Heap Sort as Priority Queue:

Algorithm: Uses a binary heap data structure. It first builds a max-heap from the input data. Then, it repeatedly extracts the maximum element from the heap (which is the root), swaps it with the last element, reduces the heap size, and calls heapify on the new root.


HEAPIFY(arr, n, i): // To maintain max-heap property
  largest = i
  left = 2*i + 1
  right = 2*i + 2
  IF left < n AND arr[left] > arr[largest] THEN
    largest = left
  IF right < n AND arr[right] > arr[largest] THEN
    largest = right
  IF largest != i THEN
    SWAP(arr[i], arr[largest])
    HEAPIFY(arr, n, largest)

HEAP_SORT(arr, n):
  FOR i FROM n/2 - 1 DOWNTO 0 DO // Build max-heap
    HEAPIFY(arr, n, i)
  FOR i FROM n-1 DOWNTO 0 DO // Extract elements one by one
    SWAP(arr[0], arr[i])
    HEAPIFY(arr, i, 0) // Call heapify on reduced heap

Time Complexity: Building heap is O(n). Sorting is O(n log n).
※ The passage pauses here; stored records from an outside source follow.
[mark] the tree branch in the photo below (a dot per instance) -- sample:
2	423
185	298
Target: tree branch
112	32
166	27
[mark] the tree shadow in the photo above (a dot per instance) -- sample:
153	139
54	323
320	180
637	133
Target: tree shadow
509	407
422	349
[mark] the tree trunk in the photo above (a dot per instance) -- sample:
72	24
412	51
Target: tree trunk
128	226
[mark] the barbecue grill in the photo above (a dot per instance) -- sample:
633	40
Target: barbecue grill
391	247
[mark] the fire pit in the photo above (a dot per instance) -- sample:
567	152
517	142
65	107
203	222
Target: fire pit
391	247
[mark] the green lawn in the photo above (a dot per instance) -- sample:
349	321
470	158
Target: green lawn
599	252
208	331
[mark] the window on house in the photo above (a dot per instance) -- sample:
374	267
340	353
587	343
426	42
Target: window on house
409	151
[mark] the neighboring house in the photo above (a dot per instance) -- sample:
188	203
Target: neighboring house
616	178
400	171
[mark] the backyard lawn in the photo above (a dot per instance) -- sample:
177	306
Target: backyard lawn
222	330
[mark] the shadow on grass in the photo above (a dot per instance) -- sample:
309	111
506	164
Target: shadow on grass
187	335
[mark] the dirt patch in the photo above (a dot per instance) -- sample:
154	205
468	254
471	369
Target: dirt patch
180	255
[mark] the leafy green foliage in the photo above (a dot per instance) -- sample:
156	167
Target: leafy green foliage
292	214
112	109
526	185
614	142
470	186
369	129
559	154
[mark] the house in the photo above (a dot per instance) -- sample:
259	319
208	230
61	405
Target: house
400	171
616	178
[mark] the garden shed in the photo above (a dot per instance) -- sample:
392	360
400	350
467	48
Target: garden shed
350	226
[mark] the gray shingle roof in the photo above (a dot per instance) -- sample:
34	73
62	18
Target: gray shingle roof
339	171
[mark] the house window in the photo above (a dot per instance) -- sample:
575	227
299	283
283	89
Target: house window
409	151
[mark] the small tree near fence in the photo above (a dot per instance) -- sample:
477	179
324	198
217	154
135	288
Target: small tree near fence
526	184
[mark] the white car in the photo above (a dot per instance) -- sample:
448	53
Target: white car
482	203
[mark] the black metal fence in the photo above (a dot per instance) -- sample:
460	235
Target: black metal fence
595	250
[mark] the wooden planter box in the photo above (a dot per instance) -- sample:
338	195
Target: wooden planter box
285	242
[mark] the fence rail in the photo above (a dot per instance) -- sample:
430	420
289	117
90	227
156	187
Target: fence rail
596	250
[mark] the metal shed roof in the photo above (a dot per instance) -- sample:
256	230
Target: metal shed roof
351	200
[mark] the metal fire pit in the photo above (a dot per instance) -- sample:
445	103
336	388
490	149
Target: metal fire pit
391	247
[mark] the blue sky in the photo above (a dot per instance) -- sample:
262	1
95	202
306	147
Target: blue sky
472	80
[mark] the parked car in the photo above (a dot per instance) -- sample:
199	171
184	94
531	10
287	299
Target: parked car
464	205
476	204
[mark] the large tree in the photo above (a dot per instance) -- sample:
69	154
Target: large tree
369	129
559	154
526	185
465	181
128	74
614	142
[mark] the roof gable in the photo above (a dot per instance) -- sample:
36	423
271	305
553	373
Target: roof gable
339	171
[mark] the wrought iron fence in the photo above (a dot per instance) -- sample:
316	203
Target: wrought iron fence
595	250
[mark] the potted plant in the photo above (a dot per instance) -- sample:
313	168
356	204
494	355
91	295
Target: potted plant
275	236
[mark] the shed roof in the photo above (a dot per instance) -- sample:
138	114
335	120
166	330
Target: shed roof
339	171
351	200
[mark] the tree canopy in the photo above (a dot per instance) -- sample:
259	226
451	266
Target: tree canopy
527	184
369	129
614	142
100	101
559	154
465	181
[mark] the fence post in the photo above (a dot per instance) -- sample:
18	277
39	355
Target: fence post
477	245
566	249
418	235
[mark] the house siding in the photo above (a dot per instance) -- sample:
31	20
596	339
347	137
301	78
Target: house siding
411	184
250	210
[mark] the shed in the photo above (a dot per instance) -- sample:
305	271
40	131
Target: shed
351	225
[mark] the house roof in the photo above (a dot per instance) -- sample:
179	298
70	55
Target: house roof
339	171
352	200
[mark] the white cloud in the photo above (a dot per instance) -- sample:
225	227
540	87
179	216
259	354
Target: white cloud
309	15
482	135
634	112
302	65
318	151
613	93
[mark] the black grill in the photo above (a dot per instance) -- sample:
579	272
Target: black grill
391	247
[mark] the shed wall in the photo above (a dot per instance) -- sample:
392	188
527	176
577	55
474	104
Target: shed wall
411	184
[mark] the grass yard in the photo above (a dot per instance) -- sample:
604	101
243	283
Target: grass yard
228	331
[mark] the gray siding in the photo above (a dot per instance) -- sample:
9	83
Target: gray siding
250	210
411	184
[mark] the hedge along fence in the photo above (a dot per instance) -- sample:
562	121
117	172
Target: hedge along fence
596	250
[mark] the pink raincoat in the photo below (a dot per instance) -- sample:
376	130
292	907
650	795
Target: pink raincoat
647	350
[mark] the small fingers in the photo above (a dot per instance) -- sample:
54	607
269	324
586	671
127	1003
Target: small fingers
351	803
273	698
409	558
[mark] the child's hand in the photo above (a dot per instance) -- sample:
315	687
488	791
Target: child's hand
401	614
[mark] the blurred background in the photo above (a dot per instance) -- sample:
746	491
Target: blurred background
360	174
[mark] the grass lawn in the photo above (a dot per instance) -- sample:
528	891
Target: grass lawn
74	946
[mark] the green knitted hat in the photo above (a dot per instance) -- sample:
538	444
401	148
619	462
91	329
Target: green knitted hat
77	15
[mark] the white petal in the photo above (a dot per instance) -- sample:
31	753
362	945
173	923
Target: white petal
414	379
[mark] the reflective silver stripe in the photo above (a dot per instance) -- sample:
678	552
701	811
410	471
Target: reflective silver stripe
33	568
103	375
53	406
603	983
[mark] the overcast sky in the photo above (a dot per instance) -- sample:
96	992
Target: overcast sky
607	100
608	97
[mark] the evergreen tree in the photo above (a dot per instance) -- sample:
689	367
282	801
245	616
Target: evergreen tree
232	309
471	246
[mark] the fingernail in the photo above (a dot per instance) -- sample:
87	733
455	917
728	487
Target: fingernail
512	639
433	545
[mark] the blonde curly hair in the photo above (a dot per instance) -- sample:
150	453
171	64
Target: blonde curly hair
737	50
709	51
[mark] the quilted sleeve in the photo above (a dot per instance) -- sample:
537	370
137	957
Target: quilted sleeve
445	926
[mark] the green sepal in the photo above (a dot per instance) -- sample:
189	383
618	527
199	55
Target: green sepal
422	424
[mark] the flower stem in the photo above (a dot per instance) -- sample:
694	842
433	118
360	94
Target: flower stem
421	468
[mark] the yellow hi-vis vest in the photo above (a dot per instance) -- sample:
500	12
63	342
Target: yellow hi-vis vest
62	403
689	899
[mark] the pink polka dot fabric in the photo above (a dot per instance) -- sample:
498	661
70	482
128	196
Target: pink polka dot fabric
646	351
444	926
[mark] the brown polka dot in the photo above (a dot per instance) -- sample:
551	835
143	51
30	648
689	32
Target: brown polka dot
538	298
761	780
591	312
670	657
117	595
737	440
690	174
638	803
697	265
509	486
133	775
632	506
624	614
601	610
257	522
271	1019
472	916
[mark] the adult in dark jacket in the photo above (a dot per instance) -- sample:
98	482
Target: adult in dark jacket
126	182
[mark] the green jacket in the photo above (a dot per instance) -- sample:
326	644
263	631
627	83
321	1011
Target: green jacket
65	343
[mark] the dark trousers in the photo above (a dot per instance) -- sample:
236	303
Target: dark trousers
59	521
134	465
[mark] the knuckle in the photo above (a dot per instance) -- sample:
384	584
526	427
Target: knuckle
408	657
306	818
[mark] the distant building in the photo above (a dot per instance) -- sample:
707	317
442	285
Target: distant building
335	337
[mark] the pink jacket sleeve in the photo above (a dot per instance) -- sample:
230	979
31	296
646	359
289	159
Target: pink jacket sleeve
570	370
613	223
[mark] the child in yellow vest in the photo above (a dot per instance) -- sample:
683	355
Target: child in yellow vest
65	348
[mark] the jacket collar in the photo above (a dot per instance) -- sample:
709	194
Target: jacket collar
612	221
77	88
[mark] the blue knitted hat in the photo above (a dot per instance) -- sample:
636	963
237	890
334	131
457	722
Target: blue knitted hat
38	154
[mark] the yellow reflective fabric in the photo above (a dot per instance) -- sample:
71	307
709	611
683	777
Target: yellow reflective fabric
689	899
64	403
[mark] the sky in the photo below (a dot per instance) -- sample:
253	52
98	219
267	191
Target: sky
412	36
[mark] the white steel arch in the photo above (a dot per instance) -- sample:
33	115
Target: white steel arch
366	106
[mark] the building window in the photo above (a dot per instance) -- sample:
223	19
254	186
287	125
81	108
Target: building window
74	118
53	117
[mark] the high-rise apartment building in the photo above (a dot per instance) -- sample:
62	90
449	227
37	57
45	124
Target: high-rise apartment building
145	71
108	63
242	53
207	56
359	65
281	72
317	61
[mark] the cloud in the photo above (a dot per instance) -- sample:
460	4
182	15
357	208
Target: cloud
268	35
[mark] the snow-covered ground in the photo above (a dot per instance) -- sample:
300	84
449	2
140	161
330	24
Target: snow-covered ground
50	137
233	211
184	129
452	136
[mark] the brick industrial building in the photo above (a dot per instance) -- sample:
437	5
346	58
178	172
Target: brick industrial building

Big O Notation and Efficiency of Sorting

A comparison of common sorting algorithms:

Algorithm	Best Case	Average Case	Worst Case	Space Complexity
Bubble Sort	O(n)	O(n²)	O(n²)	O(1)
Insertion Sort	O(n)	O(n²)	O(n²)	O(1)
Selection Sort	O(n²)	O(n²)	O(n²)	O(1)
Merge Sort	O(n log n)	O(n log n)	O(n log n)	O(n)
Heap Sort	O(n log n)	O(n log n)	O(n log n)	O(1)
Radix Sort	O(d*(n+b))	O(d*(n+b))	O(d*(n+b))	O(n+b)
Shell Sort	O(n log n)	O(n log² n)	O(n^1.5)	O(1)

Search Techniques

Sequential Search (Linear Search):

Algorithm: Checks each element in the list sequentially until a match is found or the end of the list is reached.


SEQUENTIAL_SEARCH(arr, n, target):
  FOR i FROM 0 TO n-1 DO
    IF arr[i] == target THEN
      RETURN i // Element found at index i
  RETURN -1 // Element not found

Time Complexity: O(n).

Binary Search:
Algorithm: Efficiently finds an element in a sorted list. It repeatedly divides the search interval in half. If the value of the search key is less than the item in the middle of the interval, narrow the interval to the lower half. Otherwise, narrow it to the upper half.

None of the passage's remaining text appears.